Destroying the INF agreement opens the way for Russia to deploy many more of the missiles in question - increasing both the threat to Nato countries but also, in all likelihood, the differences between many of them and Washington in strategy direction.

Dismay in Europe

Russia may indeed be in breach of the treaty if the US is to be believed but it is the Trump Administration that will be blamed for tearing it up. This matters: President Trump already has a track record of abandoning deals entered into by his predecessors - from the Iran nuclear agreement to treaties on climate change and trade.

Many fear that Mr Trump is gradually destroying the liberal international order that the US was largely responsible for constructing post-WW2. Certainly this is not Mr Trump's doing alone. The contemporary world disorder is marked by a range of states - large and relatively small, from Russia to China, to Turkey, to Saudi Arabia - all who have strong authoritarian leaders determined to do whatever they think they must to further their national interests.

Critics of Mr Trump say that an America that no longer stewards the global order facilitates such trends. Mr Trump may argue that he simply wants a better INF deal, in the same way he insists he wants a better and more restrictive nuclear agreement with Iran but what are the chances of him achieving either of these goals?

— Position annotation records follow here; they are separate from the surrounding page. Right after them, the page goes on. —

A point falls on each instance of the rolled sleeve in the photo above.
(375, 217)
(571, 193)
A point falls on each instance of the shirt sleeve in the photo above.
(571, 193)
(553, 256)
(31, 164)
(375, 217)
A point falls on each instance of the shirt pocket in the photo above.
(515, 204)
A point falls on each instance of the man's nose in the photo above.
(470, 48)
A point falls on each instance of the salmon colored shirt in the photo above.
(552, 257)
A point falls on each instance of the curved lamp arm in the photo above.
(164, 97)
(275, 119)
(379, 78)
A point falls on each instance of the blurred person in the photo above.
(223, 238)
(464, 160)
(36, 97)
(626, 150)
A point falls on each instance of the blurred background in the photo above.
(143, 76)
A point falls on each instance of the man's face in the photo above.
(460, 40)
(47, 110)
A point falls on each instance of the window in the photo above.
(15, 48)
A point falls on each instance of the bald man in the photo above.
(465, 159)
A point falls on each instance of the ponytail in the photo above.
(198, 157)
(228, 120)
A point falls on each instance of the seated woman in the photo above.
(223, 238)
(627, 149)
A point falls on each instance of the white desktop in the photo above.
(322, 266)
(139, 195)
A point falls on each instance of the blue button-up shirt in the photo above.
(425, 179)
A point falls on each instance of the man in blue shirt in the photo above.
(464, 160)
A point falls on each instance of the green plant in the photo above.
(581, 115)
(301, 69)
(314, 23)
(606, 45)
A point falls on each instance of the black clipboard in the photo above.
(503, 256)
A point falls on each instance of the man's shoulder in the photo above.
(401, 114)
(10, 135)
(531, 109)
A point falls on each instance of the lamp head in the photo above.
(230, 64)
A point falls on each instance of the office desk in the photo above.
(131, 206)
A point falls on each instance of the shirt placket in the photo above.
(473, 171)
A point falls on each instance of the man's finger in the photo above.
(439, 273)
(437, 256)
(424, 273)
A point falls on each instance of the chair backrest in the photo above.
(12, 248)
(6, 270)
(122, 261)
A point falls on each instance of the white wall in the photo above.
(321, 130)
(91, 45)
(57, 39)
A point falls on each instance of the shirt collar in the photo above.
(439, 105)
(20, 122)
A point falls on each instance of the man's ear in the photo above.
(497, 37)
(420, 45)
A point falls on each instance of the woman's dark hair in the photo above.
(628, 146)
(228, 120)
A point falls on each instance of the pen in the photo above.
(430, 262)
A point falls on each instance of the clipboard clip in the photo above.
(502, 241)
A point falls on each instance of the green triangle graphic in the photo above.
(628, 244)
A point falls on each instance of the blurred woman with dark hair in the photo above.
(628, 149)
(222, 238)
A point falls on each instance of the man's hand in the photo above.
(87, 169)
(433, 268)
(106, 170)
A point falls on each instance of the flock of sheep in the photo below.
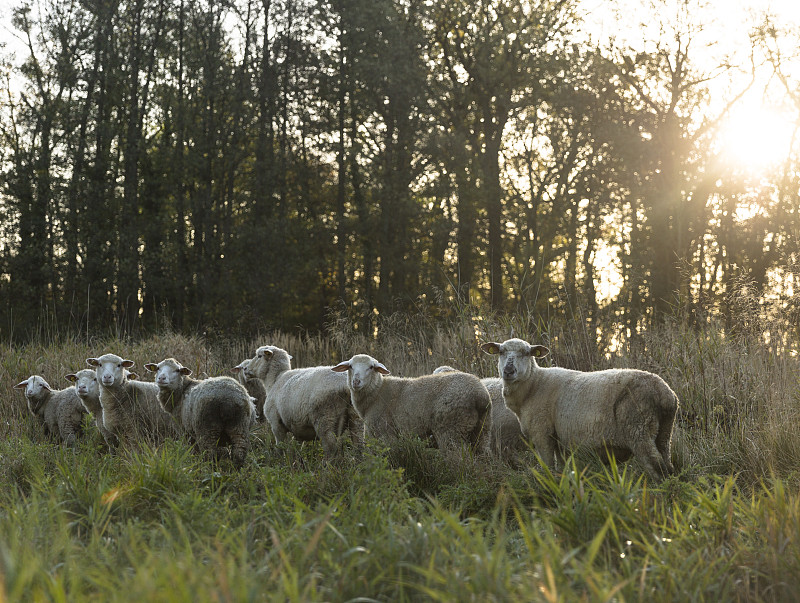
(622, 411)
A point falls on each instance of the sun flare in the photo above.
(756, 138)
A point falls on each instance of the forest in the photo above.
(615, 180)
(240, 164)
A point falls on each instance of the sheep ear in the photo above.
(491, 347)
(381, 369)
(539, 351)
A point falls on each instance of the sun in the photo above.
(756, 137)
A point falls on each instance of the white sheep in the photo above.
(623, 411)
(310, 403)
(85, 383)
(452, 407)
(506, 438)
(130, 408)
(254, 386)
(213, 413)
(60, 412)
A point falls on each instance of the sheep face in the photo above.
(110, 369)
(517, 358)
(268, 360)
(85, 382)
(240, 371)
(169, 373)
(36, 390)
(363, 372)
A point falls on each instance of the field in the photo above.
(412, 523)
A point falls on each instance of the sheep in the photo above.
(213, 413)
(506, 438)
(130, 408)
(255, 387)
(85, 383)
(60, 412)
(310, 403)
(621, 411)
(452, 407)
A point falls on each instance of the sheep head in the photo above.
(362, 371)
(516, 357)
(268, 360)
(169, 373)
(85, 382)
(110, 369)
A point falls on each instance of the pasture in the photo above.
(412, 523)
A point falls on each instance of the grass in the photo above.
(412, 523)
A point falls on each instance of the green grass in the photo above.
(412, 523)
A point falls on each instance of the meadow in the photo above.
(412, 523)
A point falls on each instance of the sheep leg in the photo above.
(650, 457)
(208, 443)
(240, 444)
(545, 445)
(279, 431)
(663, 443)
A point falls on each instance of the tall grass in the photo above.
(410, 522)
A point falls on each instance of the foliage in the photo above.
(245, 165)
(410, 522)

Many of Washington's closest allies will be dismayed at the Trump administration's decision on INF, even while they share Washington's assessment of Russia's behaviour. There will be little enthusiasm in Western Europe for the deployment of new ground-launched US nuclear systems.

Dangerous new era

The collapse of the INF agreement more generally sets a new and more dangerous context for strategic rivalry between the US and Russia.

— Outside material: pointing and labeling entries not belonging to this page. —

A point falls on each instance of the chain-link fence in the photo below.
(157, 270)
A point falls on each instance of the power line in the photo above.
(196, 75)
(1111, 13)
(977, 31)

Despite its nuclear arsenal, Russia remains a relatively weak player compared to the US. However it remains determined to use what limited leverage it has as a disruptive force. Russia's cyber and information warfare operations are well documented - intruding into election campaigns and the political life of several nations - quite apart from its military engagement in Ukraine and Syria.

The Trump administration - largely because of Mr Trump's own curious attitude to his Russian counterpart - has sometimes appeared ambivalent towards Russia. But overall, irrespective of Mr Trump's personal Twitter storms, there is a hardening line.

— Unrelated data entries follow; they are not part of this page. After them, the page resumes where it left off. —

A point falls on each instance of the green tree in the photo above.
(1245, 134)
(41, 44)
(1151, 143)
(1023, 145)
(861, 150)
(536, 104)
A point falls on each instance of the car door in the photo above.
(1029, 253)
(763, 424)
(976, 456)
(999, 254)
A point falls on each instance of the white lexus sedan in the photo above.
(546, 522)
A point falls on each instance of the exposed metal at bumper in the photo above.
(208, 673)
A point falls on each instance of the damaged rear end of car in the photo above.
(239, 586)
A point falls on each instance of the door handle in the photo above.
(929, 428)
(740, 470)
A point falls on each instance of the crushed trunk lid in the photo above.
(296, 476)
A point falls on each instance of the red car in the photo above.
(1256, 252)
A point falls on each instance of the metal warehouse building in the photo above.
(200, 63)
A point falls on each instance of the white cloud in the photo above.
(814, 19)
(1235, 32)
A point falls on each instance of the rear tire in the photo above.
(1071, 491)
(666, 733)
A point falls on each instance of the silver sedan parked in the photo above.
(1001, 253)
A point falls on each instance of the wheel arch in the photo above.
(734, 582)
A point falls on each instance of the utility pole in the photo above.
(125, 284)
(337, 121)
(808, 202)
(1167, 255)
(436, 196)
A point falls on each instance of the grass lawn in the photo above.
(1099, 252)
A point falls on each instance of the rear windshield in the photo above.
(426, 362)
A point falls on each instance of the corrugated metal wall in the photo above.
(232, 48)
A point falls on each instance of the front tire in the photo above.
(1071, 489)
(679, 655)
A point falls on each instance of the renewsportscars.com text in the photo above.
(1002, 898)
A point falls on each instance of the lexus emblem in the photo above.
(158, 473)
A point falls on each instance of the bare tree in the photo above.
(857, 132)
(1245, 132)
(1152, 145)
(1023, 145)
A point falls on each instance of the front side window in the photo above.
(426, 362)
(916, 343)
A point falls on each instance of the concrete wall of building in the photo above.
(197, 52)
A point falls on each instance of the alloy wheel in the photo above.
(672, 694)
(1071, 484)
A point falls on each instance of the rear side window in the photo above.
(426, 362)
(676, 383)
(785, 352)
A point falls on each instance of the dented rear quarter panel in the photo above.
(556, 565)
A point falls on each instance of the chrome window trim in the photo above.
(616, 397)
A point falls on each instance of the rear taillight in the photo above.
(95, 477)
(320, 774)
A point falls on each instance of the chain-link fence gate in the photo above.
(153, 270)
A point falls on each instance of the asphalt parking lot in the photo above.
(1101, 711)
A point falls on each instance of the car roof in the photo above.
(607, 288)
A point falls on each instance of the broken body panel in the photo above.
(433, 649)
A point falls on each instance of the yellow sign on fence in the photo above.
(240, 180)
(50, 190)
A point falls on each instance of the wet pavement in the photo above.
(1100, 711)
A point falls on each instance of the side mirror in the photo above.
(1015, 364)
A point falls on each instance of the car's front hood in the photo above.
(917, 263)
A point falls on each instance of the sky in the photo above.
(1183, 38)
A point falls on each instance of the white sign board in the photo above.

We are entering a new era of strategic competition. It is not necessarily a Cold War Mark II because Russian power is in no way comparable to that of the Soviet Union. But it is a dangerous period - especially if many of the agreements that provided the "rules of the road" are to be abandoned.

The Pacific dimension

One suggested reason for the Pentagon's willingness to overthrow the INF agreement is Washington's growing strategic rivalry with China - the military competition that is going to shape the coming decades.

As economic power shifts eastward, the US is eager, if not to contain China, then to build up its own forces to better counter their rapidly modernising military capabilities. The US wants to maintain access to international waters in the face of Chinese encroachments, as well as to reassure its allies in the region that it remains a Pacific power to be reckoned with.

China was not a party to the INF treaty and has not been bound by its limits. In 2015, for example, it deployed the Dong Feng-26 system - a ballistic missile with a range of 3,000-4,000km - far enough to enable it to strike most US bases in the Pacific.

But what remains unclear is the value there is in the US developing and deploying similar systems if the INF treaty is abandoned. Where would it put them, for example? Many of its allies might be reluctant to host such systems and air- and sea-launched alternatives might prove far more useful.

This point is as valid in Europe as it is in the Asia-Pacific region. The INF treaty bans ground-launched systems but says nothing about air- and sea-launched equivalents. If the US really wants to do something about the INF treaty it could continue to try to press the Russians back into compliance while developing new weapons systems of its own that would not breach the agreement - but that is not Mr Trump's style.

With Russian spokesmen insisting that their response to a US withdrawal would be "to act to restore the nuclear defence balance" there's a danger of a renewed nuclear arms race.